Pero parece que el destino es tozudo, y ya se pueden planificar ciudades culturales y dedicar museos en cada esquina a todo lo museable, que allá donde lleguen los destinos de Ryanair y sus viajeros ahora desprovistos de muda de ropa interior y cepillo de dientes por la privación del derecho a la maleta de cabina, las capitales e incluso las ciudades provincianas antaño irrelevantes de la vieja Europa podrán suspirar aliviadas y dejar de pensar en cómo reinventarse. Bastará tener centros urbanos con la cara lavada y muchos pisos vacíos que convertir en alojamientos turísticos, negocios de restauración abundantes más allá de su calidad, y un apretado calendario de eventos que no permita que haya fachada, rincón o espacio entre farolas a lado y lado de la calle sin cartel o guirnalda de luces.
Pero decía un touroperador invitado a esa tertulia de expertos turísticos en la radio local, mientras esperaban la primera conexión con el corresponsal destacado en la World Travel Market de Londres, que mientras Málaga capital continúa su ascenso como destino de preferencia, la Costa del Sol resulta cada vez más difícil de vender, y por más que el clima siga siendo benigno, que los jubilados de media Europa vivan aquí mucho mejor que en sus pueblos y que las infraestructuras de comunicación, playas, oferta hotelera y hostelera, ocio y demás estén en estado de revista, sencillamente, el destino ya no tiene su antiguo glamour, y es mucho más instagrameable una playa semivirgen de la vecina Cádiz que una donde en vez del horizonte haya un skyline de ladrillo, aunque las camas balinesas hagan por teñirlo de exotismo sin más éxito por cierto que el del agua oxigenada convirtiendo en bellezas nórdicas a las bellezas castizas de los tiempos de mi madre.

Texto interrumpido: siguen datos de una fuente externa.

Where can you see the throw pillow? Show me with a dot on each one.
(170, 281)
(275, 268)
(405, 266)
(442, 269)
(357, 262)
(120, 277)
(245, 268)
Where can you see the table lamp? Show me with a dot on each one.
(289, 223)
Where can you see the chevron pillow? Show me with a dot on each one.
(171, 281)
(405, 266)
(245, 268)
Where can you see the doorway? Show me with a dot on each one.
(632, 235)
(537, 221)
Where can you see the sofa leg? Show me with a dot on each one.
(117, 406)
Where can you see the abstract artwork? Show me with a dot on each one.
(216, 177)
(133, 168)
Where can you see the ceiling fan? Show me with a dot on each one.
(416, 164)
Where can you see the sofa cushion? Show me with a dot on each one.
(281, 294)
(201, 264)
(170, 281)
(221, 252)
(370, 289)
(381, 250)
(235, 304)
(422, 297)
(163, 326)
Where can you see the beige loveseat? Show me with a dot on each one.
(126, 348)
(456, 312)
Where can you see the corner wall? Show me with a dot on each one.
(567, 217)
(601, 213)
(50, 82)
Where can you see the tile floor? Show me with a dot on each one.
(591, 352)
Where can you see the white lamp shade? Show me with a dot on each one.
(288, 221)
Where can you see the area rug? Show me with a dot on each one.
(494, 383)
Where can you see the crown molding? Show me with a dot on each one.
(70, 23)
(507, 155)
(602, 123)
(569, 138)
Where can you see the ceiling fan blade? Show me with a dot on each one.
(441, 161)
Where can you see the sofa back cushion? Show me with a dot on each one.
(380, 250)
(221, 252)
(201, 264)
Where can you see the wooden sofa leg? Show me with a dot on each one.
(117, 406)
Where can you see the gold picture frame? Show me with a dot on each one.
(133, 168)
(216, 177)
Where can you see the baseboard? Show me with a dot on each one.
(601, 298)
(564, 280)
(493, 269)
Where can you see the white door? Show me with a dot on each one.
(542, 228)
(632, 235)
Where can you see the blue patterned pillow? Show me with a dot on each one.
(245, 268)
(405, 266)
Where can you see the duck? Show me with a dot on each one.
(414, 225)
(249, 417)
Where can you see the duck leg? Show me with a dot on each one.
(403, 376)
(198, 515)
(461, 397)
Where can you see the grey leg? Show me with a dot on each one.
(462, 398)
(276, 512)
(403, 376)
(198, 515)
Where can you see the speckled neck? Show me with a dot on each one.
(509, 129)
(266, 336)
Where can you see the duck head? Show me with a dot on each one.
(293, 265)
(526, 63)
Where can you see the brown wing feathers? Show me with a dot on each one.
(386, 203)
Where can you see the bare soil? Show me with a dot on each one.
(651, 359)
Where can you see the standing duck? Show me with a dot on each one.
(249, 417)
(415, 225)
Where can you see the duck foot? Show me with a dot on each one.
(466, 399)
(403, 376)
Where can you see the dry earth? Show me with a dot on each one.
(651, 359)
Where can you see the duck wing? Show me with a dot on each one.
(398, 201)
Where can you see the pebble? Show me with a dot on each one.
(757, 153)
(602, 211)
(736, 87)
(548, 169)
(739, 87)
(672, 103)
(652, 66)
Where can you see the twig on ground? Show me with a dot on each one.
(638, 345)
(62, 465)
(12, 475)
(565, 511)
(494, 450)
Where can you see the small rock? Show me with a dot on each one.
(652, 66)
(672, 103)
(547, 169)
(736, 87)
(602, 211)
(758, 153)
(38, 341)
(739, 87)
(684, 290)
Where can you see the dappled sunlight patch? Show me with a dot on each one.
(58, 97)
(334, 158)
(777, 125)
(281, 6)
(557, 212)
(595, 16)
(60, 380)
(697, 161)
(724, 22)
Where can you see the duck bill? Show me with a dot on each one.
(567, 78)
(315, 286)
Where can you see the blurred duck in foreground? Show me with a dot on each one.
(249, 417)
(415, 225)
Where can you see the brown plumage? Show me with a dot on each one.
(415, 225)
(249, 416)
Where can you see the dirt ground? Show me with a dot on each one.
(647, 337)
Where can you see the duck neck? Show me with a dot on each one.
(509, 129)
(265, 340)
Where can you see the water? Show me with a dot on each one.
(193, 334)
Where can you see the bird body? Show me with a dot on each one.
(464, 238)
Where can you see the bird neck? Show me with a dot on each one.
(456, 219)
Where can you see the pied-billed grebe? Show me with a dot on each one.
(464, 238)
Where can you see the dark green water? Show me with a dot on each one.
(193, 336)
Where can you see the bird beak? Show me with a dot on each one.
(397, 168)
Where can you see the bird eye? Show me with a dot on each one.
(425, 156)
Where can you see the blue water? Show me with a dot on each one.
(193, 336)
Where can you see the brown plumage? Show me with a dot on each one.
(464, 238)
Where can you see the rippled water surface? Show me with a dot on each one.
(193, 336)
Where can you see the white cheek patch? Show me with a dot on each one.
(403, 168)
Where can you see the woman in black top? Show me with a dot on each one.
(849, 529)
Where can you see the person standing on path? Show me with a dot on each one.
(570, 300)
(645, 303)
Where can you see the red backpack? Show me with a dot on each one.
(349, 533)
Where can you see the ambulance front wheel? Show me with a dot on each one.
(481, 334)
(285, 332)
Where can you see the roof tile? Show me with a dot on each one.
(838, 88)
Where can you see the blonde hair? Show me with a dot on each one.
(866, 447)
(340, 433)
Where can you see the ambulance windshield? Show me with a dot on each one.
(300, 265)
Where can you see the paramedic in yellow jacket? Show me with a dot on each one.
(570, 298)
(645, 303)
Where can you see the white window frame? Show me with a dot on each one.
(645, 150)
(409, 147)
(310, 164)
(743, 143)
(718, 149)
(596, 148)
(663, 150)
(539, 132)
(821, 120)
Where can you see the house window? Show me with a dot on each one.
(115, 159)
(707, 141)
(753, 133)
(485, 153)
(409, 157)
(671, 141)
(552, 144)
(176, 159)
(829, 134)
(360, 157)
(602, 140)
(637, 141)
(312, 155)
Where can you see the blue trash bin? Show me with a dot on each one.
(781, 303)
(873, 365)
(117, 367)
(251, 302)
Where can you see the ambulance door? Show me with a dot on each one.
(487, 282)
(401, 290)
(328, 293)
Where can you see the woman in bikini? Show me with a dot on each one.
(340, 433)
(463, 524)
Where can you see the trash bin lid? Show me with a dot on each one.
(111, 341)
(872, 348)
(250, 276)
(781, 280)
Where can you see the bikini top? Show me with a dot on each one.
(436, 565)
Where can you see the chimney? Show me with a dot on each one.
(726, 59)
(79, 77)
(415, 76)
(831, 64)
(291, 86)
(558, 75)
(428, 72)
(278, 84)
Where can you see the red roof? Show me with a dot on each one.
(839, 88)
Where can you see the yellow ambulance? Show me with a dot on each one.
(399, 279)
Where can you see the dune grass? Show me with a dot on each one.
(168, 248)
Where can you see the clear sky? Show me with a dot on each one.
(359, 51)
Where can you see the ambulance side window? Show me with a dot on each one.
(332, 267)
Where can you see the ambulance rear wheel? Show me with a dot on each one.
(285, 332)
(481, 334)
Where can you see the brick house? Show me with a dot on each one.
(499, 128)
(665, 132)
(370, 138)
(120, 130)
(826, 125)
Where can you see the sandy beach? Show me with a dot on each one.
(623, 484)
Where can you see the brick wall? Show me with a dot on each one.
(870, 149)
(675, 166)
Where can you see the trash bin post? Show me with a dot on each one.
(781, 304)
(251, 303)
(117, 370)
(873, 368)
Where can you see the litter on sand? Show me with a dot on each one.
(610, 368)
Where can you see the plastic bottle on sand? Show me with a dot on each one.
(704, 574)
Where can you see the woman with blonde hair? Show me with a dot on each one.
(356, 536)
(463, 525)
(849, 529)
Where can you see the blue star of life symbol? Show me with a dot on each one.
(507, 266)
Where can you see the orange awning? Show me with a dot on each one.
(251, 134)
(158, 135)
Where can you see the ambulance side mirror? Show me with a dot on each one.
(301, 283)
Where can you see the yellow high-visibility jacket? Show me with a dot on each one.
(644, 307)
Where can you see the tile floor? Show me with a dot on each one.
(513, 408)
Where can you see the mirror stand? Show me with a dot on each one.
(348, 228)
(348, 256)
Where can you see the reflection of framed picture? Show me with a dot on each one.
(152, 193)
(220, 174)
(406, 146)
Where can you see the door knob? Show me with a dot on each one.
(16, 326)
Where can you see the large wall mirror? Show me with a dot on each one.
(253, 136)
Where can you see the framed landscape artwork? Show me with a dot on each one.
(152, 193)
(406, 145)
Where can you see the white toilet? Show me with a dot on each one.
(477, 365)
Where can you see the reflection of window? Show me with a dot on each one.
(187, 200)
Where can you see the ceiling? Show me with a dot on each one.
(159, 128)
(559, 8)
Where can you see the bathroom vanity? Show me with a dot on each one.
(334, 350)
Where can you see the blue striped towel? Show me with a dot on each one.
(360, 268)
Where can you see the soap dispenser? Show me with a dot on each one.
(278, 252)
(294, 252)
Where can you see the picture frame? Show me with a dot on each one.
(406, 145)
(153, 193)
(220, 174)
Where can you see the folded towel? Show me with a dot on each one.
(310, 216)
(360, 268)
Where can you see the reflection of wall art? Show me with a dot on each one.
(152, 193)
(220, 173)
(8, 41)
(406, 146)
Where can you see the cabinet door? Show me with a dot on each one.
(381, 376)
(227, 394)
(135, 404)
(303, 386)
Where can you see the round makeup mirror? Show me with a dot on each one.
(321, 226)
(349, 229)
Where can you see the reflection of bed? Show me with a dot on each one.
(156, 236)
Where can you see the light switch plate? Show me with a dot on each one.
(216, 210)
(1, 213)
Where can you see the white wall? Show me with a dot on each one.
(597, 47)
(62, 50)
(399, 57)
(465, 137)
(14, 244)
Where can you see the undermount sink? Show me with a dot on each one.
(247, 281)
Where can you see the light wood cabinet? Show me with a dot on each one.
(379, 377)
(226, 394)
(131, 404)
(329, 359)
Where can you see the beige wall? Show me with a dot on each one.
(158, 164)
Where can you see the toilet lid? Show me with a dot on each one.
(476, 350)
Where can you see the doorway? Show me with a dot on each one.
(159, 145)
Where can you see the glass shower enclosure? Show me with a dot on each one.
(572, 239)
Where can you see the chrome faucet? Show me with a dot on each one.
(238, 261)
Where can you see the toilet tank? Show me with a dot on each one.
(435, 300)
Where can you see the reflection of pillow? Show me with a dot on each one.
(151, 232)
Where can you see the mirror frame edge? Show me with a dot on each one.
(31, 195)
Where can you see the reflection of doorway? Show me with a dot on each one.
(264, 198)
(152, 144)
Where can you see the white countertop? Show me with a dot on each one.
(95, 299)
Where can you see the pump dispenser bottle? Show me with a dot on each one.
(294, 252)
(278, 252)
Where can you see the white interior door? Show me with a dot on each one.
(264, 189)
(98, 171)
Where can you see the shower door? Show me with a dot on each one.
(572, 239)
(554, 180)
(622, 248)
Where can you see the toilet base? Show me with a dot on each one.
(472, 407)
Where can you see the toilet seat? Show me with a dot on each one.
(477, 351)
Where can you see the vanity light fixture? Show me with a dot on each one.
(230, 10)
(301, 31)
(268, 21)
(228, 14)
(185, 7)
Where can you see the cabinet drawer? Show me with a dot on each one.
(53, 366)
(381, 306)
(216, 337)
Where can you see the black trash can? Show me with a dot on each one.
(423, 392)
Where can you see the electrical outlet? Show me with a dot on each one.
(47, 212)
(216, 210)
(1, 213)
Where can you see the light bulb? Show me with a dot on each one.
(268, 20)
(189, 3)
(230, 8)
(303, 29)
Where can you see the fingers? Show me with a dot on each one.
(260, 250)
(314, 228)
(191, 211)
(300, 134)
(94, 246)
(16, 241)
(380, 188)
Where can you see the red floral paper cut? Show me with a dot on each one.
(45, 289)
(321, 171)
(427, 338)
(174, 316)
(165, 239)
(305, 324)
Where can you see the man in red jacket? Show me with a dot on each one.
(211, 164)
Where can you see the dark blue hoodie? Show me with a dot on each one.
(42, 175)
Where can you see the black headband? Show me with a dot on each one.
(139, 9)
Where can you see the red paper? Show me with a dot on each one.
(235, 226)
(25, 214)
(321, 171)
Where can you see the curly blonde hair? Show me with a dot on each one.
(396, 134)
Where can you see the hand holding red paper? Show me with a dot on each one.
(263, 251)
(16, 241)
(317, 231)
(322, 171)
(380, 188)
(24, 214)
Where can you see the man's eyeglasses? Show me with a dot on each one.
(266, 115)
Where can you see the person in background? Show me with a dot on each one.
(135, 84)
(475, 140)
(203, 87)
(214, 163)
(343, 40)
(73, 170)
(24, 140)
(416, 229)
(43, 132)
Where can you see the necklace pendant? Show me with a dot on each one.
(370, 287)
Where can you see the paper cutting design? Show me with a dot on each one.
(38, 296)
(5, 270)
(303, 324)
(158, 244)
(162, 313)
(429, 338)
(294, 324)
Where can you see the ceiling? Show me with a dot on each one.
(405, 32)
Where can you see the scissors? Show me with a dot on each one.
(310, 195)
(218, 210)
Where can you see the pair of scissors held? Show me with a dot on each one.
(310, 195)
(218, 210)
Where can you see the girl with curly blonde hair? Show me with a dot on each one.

Porque claro, las fotos también pueden tener algo, mucho incluso, de mentira, y la red social de moda nos incita en un click a teñir del color que queramos nuestras vidas en caso de que fueran demasiado grises para convertirnos en influencers. El grito de guerra es algo así como ‘vive la película que prefieras’, y quién sabe si un día nos daremos cuenta de que estamos viviendo en ‘El show de Truman’ al chocar en nuestra huida con la pared del plató, o peor, si terminamos viviendo en el plató de algún centro histórico dentro de unos años, una vez abandonado y reducido al mismo desierto que fueron antes de la burbuja turística e instagrámica, por haber querido apostar toda nuestra fortuna a un solo caballo.